T-Systems SA's Microsoft Azure partnership to affect plans with Huawei

T-Systems South Africa's announcement of a partnership with Microsoft to offer Azure services to enterprise customers across Sub-Saharan Africa will affect the plans it announced in July to launch an Openstack Public Cloud platform, along with Huawei, in the region called Open Telekom Cloud (OTC).

T-Systems and Huawei were planning to start taking customers onto OTC in Q4 2017. The new agreement with Microsoft, currently underway, will see T-Systems provide managed services on top of Microsoft's hosting services from data centres located in Johannesburg and Cape Town.

Gert Schoonbee, Managing Director at T-Systems South Africa says plans to roll out pay-as-you-go cloud services to enterprises with Huawei through OTC will now fall away.

"T-Systems is not a product company and therefore the partnerships with Huawei remain important for us even from an industry specialisation perspective where they manage to specialise in certain industries. As we verticalise our approach of going to market, we also include Huawei in those initiatives. The OTC partnership with Huawei was initiated in Germany and worked around a revenue share model where Huawei gave the products and T-Systems gave the management of the cloud environment to leverage the strength of both organisations. With us not continuing with OTC in South Africa, we will not continue with that part of the partnership - but for the rest of the partnership with Huawei, they get stronger every day. The OTC journey has created an opportunity to get closer to each other and we will take care not to neglect that relationship."

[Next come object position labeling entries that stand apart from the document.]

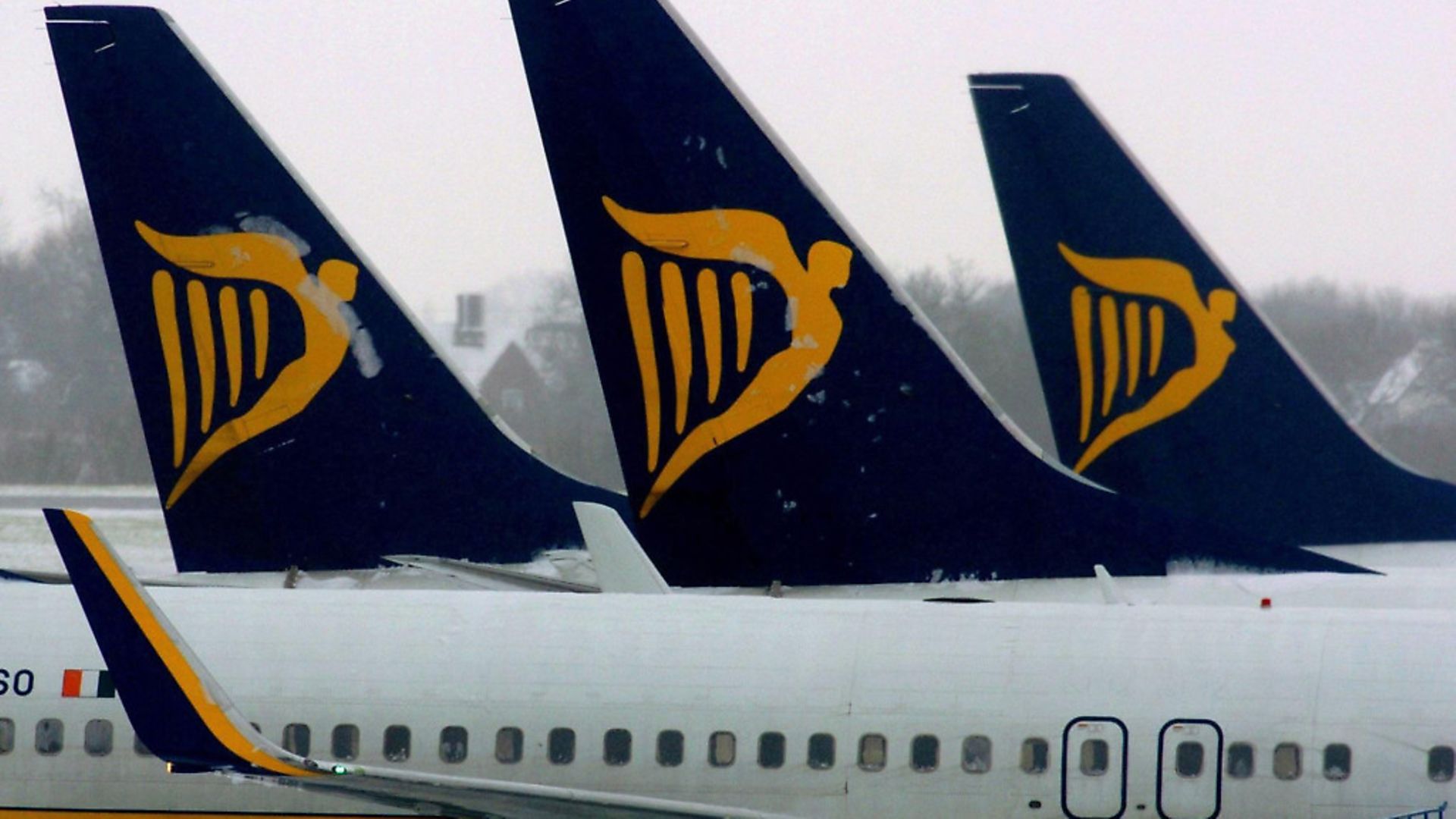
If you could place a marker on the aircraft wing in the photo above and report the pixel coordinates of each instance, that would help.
(184, 716)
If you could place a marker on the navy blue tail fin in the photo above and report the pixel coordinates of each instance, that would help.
(293, 413)
(1161, 379)
(780, 411)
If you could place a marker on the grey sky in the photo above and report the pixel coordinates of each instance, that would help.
(1296, 137)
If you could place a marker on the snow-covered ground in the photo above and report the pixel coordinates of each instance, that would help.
(127, 516)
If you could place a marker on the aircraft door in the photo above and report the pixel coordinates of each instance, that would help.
(1190, 770)
(1094, 768)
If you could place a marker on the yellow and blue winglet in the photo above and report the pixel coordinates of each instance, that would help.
(175, 706)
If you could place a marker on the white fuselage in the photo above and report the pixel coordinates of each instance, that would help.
(1138, 679)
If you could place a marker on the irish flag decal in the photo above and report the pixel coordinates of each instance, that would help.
(85, 682)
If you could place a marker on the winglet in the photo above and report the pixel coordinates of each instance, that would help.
(174, 703)
(620, 563)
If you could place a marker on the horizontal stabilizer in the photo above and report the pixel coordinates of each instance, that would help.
(622, 566)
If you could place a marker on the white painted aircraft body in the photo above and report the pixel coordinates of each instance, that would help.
(1139, 679)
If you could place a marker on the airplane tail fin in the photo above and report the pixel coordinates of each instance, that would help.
(781, 411)
(184, 717)
(293, 411)
(1161, 378)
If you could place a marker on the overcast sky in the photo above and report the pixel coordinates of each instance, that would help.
(1298, 139)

Schoonbee says the partnership with Microsoft Azure will initially only benefit South Africa, although plans are in place to achieve a continent-wide reach.

"In Africa Azure has only announced its offering for South Africa so we will start with that as our initial focus. We have customers on our private cloud in other parts of Africa hosted currently in our data centres in South Africa, but as the relationship matures we will explore with Microsoft to see how we can roll it out because other countries in West or East Africa may have similar desires to the ones that we have from a data sovereignty perspective to say they expect us to host our public cloud within their borders. That will be a Microsoft decision and not a T-Systems decision, but we are working closely together to see how we can install and grow these opportunities."

T-Systems is currently working on certifying its internal staff to align them with Azure according to Schoonbee.

He adds that training and upskilling will take place before Microsoft and T-Systems implement a go-to-market plan over the next few months.

"At this point we are focused firmly on establishing Azure as our primary hyperscale cloud partner. A main driver for our original OTC decision was the association with a hyperscale cloud hosted in South Africa. Microsoft Azure will address this need. Our plan to be the cloud broker of choice in South Africa means that we will take the steps necessary to provide our customers with the best possible choices and solutions. To this end, we shall continue to innovate and drive the digital transformation of South Africa, and if this includes scope for OTC alongside Azure in the future, we shall certainly not dismiss it."

Rajan Padayachee, Head of Solutions, Projects and Portfolio at T-Systems South Africa says T-Systems' is already a global data trustee for Microsoft which means the partnership plays easily into both T-Systems and Microsoft's alliance strategy.

"Shortly after we announced our intention to bring our Open Telekom Cloud (OTC) to South Africa, Microsoft announced that they will be offering Azure from local data centres in South Africa. Considering our strong partnership with them, coupled with the substantial investments that many of our customers have already made in Microsoft services, T-Systems made the decision to invest in Microsoft's local Azure cloud, with the intention to maximise our customers' investments and build on our partnership with Microsoft."

Zoaib Hoosen, Managing Director of Microsoft South Africa hailed the T-Systems South Africa investment in a press statement indicating that Microsoft views the agreement as a reaffirmation of its global and local partnership.